Discovery of SIRT3 Inhibitors Using SAMDI Mass Spectrometry.

Author information

1
SAMDI Tech, Inc., Chicago, IL, USA.
2
Department of Biomedical Engineering, Department of Chemistry, and Department of Cell & Molecular Biology, Northwestern University, Evanston, IL, USA.
3
SAMDI Tech, Inc., Chicago, IL, USA mscholle@samditech.com.

Abstract

Lysine acetylation plays a critical role in cellular regulation and is implicated in human disease. Sirtuin deacetylases remove acetyl groups from modified lysine residues, and sirtuin 3 (SIRT3) has been identified as a target for cancer therapeutics. Robust and high-throughput screening methods for these targets will be important to the development of therapeutics. This article describes the use of self-assembled monolayer desorption/ionization mass spectrometry, or SAMDI-MS-a label-free drug discovery tool--to characterize SIRT3 activity and discover inhibitors.
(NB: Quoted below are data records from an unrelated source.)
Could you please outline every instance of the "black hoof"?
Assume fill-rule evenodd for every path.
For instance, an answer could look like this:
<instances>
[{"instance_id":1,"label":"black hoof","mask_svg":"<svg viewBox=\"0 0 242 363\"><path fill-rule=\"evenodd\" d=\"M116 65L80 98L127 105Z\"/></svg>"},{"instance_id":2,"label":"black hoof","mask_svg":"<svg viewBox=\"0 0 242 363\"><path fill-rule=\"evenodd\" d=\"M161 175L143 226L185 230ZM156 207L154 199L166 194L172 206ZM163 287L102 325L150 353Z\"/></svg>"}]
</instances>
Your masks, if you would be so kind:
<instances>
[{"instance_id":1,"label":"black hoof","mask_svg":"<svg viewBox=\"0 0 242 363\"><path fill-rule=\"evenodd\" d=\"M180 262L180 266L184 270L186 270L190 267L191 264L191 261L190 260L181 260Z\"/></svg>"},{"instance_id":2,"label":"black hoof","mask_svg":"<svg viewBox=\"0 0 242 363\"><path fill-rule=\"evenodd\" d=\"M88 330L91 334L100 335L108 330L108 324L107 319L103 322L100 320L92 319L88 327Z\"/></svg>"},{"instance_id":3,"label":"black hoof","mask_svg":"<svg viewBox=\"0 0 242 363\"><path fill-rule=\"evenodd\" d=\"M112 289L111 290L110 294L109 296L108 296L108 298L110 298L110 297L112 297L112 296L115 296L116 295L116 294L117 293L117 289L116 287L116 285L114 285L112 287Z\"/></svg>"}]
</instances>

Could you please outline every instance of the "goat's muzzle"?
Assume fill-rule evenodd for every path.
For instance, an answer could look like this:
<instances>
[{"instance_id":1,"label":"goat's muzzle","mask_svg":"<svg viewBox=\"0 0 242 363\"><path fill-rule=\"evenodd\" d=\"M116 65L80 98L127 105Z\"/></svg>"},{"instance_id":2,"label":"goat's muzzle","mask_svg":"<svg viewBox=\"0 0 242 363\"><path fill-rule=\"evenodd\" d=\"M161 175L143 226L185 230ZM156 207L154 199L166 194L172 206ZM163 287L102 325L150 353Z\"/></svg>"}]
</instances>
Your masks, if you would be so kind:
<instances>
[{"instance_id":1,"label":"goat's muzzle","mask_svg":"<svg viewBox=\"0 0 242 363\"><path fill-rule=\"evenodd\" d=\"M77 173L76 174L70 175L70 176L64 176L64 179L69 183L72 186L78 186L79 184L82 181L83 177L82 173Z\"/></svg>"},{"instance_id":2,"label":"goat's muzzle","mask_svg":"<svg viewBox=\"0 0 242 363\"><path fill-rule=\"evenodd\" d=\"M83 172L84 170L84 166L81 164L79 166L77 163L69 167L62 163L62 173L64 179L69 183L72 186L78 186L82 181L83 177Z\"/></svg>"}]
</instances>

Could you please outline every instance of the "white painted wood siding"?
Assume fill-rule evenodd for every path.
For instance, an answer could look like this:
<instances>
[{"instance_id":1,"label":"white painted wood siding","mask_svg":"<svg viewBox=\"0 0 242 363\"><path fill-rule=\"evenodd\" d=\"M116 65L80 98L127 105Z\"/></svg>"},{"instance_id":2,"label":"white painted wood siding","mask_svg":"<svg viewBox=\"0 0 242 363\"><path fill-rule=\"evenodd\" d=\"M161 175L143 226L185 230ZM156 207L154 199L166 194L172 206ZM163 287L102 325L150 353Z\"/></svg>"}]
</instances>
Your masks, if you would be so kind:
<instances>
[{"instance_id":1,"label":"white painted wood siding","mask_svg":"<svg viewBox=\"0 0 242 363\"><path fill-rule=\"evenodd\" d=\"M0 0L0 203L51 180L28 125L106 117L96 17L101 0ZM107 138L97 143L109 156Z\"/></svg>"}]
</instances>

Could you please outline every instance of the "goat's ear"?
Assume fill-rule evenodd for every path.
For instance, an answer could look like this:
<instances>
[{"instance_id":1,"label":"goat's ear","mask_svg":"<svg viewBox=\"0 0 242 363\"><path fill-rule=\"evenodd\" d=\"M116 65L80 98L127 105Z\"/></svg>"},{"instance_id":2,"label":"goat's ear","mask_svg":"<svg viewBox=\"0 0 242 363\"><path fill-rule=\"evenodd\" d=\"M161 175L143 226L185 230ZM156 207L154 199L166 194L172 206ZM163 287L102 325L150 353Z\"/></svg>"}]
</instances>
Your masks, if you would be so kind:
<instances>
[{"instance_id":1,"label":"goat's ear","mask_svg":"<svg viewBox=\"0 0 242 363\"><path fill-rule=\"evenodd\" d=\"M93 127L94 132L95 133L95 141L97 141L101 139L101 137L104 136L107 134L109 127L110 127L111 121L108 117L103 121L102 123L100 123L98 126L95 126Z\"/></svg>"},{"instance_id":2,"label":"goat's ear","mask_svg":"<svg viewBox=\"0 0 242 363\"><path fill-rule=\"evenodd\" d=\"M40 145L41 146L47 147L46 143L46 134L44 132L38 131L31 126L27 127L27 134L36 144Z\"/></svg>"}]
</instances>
SAMDI-MS was used to analyze a peptide array having 361 distinct acetylated peptides to identify an active SIRT3 substrate (GYK(Ac)RGC). This peptide was used in a screen of 100,000 small molecules to identify inhibitors of SIRT3. A total of 306 SIRT3 inhibitors were identified, with one compound, SDX-437, having an IC(50) of 700 nM with >100-fold selectivity for SIRT3 over SIRT1.

KEYWORDS:

deacetylase; label-free; peptide array; self-assembled monolayers

PMID:
26024947
DOI:
10.1177/1087057115588512
[Indexed for MEDLINE]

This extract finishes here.